The details page is documented in depth at UI Patterns → Details Pages. A quick recap of what is unique to assessments:

Card stack

  • OverviewCardView — title, status, owner, dates, key-value metadata (toggleable edit mode)
  • DecisionCardView — the workflow controls (submit decision, change status)
  • FindingsCardView — sub-table of findings with row actions
  • EvidenceCardView — sub-table of evidence requests with row actions
  • ActivityCardView — timeline of AssessmentActivity events

Deep linking to sub-resources

The route is parameterized:

/collections/assessments/details/:assessmentId?/:resource?/:resourceId?

with resource constrained to 'finding' | 'evidence' (declared in routes.ts via the values field). So /collections/assessments/details/123/finding/456 deep-links to finding 456 inside assessment 123.

Sub-resource dialogs

  • NewFindingDialogView — create a finding
  • RequestEvidenceDialogView — request evidence from a recipient
  • AssignFindingOwnerDialogView
  • ChangeFindingStatusDialogView
  • ChangeEvidenceStatusDialogView
  • OverviewCardEditModeView — multi-field edit

The model hook composes per-action sub-hooks (useCreateFinding, useEvidenceRequest, useAssignFindingOwner, …) so each concern stays small.


Assessments dashboard

Route

/dashboards/assessments

A KPI-and-charts view aggregating across all assessments. Same shape as the Application dashboard — KPI row, charts, supporting cards.

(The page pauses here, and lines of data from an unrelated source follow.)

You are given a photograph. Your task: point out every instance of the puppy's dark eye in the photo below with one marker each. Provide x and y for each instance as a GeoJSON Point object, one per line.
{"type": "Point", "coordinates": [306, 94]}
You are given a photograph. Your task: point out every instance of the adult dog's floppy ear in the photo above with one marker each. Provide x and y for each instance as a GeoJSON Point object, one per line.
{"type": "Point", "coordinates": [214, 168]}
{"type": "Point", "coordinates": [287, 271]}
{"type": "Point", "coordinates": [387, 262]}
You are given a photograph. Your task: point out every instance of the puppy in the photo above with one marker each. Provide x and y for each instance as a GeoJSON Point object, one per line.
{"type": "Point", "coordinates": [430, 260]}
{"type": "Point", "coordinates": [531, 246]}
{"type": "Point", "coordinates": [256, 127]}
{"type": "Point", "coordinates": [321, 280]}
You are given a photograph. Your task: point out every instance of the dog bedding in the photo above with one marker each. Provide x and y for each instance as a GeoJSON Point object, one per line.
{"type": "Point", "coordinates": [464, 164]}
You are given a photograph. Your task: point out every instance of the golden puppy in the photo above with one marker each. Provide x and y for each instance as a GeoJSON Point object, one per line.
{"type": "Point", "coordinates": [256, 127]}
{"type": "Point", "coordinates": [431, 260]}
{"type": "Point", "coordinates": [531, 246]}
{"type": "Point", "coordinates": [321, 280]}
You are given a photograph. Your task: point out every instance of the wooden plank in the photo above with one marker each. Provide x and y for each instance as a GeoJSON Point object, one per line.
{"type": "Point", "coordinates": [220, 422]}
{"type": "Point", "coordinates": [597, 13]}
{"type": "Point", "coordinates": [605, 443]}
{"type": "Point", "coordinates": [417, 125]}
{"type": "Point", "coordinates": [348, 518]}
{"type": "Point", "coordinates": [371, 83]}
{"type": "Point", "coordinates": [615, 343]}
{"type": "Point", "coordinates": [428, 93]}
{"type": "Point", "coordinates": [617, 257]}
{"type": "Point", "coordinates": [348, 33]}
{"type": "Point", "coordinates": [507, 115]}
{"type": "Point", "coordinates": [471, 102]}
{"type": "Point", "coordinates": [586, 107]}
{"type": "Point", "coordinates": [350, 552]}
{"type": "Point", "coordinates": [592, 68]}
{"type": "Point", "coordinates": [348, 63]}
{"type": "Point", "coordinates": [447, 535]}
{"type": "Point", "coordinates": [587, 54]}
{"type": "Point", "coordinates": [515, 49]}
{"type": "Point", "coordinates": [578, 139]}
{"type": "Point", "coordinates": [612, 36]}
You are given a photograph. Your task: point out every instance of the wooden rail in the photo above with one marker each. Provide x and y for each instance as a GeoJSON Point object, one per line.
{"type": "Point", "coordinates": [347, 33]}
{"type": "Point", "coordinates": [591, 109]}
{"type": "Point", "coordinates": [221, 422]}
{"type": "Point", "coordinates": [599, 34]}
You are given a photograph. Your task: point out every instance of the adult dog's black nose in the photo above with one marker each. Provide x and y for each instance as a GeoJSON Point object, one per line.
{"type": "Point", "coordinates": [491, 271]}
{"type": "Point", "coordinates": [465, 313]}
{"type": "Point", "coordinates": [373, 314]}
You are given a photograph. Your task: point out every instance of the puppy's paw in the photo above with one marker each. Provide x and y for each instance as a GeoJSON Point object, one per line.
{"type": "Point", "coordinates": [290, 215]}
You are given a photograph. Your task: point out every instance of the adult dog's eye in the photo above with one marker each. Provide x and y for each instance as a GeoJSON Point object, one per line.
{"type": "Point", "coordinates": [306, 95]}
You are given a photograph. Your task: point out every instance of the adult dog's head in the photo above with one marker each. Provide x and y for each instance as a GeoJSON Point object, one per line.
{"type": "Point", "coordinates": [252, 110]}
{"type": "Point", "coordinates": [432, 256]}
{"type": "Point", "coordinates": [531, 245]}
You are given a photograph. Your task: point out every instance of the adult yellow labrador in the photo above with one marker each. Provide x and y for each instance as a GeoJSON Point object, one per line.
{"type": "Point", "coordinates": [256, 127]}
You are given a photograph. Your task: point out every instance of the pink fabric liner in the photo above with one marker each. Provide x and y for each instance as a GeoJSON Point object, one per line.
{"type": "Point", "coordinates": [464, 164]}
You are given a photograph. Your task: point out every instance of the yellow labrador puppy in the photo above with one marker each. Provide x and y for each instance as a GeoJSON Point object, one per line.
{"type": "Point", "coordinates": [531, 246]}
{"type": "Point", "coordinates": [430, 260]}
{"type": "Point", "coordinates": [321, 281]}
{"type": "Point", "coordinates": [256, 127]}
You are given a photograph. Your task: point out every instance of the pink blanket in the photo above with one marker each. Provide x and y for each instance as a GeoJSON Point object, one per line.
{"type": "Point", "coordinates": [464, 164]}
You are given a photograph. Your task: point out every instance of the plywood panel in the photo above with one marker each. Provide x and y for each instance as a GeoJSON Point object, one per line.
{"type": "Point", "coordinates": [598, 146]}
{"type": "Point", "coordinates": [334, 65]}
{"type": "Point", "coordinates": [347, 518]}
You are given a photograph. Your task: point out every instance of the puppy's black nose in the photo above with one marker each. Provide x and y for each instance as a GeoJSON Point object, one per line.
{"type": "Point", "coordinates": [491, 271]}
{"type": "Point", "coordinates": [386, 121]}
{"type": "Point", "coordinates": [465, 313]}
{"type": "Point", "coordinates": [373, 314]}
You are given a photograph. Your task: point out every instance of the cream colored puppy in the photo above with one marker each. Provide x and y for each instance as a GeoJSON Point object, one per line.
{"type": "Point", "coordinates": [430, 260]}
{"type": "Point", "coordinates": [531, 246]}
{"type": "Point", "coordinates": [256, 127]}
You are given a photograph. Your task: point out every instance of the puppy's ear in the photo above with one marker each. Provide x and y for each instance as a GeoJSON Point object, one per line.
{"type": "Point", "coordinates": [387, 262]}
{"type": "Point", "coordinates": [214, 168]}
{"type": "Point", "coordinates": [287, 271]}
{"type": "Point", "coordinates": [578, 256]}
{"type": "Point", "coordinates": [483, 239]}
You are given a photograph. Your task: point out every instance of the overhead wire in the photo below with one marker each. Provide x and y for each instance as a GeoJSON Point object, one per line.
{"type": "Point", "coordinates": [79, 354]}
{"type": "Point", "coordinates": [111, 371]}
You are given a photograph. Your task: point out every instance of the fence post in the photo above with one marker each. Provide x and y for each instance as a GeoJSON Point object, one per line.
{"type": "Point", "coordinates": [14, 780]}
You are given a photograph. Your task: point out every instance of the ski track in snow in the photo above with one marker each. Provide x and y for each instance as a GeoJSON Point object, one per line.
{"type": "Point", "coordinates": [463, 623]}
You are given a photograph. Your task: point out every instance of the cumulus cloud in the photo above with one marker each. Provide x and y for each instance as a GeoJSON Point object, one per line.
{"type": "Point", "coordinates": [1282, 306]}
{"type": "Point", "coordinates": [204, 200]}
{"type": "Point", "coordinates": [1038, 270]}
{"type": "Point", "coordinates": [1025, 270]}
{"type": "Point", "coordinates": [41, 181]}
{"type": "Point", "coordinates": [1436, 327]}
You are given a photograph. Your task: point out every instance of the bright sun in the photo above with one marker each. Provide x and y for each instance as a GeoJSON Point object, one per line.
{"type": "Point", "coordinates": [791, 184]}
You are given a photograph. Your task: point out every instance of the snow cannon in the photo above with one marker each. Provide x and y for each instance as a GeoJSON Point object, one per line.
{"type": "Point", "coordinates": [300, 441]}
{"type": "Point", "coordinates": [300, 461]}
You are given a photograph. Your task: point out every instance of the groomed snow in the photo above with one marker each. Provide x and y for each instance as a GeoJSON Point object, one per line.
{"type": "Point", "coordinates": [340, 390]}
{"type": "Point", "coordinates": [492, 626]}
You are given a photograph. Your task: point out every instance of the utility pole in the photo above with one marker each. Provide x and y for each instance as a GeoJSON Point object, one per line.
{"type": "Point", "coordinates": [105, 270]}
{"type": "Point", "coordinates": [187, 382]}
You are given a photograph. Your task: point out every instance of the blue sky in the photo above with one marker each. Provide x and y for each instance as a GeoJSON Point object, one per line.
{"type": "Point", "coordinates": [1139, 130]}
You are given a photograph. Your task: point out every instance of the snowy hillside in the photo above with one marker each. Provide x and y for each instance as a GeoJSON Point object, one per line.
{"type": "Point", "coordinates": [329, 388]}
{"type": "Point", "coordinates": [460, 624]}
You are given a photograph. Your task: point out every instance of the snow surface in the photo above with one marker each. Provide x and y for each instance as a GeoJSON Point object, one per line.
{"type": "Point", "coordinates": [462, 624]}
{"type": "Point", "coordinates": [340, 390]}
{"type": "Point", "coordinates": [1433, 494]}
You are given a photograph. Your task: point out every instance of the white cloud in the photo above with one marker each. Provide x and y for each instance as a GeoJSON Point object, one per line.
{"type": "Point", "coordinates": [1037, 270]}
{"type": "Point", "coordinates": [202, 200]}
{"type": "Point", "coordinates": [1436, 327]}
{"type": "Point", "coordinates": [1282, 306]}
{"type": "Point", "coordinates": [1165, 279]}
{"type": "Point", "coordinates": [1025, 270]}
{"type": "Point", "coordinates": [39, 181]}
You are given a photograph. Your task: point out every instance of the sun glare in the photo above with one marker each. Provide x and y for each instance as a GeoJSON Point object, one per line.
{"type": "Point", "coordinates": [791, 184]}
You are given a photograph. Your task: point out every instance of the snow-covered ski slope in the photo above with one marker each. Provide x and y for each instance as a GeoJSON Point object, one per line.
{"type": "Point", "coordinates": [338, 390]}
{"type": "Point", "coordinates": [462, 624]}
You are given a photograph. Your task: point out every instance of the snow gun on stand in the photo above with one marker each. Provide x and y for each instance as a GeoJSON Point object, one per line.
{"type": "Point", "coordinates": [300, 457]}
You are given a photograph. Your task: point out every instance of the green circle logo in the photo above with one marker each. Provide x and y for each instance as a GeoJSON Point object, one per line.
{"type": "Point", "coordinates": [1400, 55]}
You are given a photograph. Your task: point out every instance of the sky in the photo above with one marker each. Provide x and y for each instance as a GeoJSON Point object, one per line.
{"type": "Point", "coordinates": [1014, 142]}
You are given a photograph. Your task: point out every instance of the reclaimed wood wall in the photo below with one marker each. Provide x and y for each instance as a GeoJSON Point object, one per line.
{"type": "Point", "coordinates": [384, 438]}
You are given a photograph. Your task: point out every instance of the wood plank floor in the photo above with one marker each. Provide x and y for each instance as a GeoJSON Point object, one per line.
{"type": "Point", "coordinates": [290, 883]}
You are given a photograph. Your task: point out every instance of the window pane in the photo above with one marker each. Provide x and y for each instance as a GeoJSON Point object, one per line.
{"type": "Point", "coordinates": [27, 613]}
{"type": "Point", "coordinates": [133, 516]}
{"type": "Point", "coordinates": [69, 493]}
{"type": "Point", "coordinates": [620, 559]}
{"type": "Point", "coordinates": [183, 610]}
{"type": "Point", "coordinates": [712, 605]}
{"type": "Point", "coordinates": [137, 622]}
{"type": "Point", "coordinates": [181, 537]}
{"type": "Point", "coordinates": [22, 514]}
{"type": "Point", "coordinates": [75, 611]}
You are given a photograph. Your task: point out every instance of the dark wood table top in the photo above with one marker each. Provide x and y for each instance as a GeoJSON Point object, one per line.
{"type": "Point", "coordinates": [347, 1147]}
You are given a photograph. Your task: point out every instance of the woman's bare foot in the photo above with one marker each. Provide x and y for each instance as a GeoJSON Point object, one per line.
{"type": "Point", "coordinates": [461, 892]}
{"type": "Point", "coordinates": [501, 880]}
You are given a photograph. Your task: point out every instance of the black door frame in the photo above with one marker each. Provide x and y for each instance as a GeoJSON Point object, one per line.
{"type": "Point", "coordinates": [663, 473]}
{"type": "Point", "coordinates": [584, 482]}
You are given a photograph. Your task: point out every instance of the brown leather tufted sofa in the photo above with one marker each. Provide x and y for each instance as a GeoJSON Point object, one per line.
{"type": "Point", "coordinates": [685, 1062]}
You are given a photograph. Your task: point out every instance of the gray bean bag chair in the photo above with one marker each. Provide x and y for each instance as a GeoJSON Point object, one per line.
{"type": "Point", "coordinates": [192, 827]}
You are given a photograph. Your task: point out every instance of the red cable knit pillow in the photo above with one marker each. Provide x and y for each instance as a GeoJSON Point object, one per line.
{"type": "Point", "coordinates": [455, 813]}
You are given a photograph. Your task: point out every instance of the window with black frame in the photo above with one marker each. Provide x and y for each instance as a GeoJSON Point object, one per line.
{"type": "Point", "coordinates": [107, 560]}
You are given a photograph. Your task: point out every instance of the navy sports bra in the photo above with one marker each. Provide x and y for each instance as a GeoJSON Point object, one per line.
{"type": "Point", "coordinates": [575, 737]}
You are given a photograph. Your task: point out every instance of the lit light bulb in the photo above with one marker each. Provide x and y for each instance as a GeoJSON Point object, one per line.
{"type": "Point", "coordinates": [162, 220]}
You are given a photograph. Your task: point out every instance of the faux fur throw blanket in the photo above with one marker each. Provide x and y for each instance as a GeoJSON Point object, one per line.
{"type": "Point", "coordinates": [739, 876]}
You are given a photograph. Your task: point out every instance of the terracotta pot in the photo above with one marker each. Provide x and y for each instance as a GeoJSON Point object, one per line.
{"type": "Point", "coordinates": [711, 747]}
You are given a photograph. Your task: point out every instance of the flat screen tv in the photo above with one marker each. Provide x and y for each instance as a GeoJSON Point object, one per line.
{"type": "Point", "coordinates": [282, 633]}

The view model fetches a single aggregated endpoint with pollInterval: 60 and exposes derived series.


State transitions — where they live

The status enum is enforced on the backend, not the frontend. The UI:

  • Reads the available status_options from the meta endpoint (useGetAssessmentsMetaQuery).
  • Renders the current status with Status.
  • Triggers a transition via useUpdateAssessmentStatus (or useUpdateFindingStatus, useUpdateEvidenceStatus for sub-resources).
  • Refetches thanks to RTK Query tag invalidation.

The same pattern applies to decisions. The decision flow is mostly a backend concern — the frontend submits and reflects.


Permissions

Assessment routes are gated by abilityCan: ['assessment.read'] at the collection level. Mutations check:

  • assessment.update — for edit
  • assessment.create — for new finding / new evidence request (sub-resources inherit the parent’s create ability in this implementation)
  • assessment.delete — for archive / remove

Buttons that the user is not allowed to use are hidden, not disabled — see Principles → Consistent feedback.


How to fork this module for your domain

If your product has a similar workflow (claims, tickets, applications, audits), you can fork the assessments module:

  1. Rename the entity (Assessment<YourEntity>).
  2. Adjust the API slice (src/api/<yourEntity>/).
  3. Rename the routes and the feature folder.
  4. Adjust the card composition: drop cards you do not need, add domain-specific ones.
  5. Keep the queue concept if your workflow has natural sections; drop it if not.

The conventions — model hook + views + sub-hooks + URL-driven sub-resource params — transfer 1:1.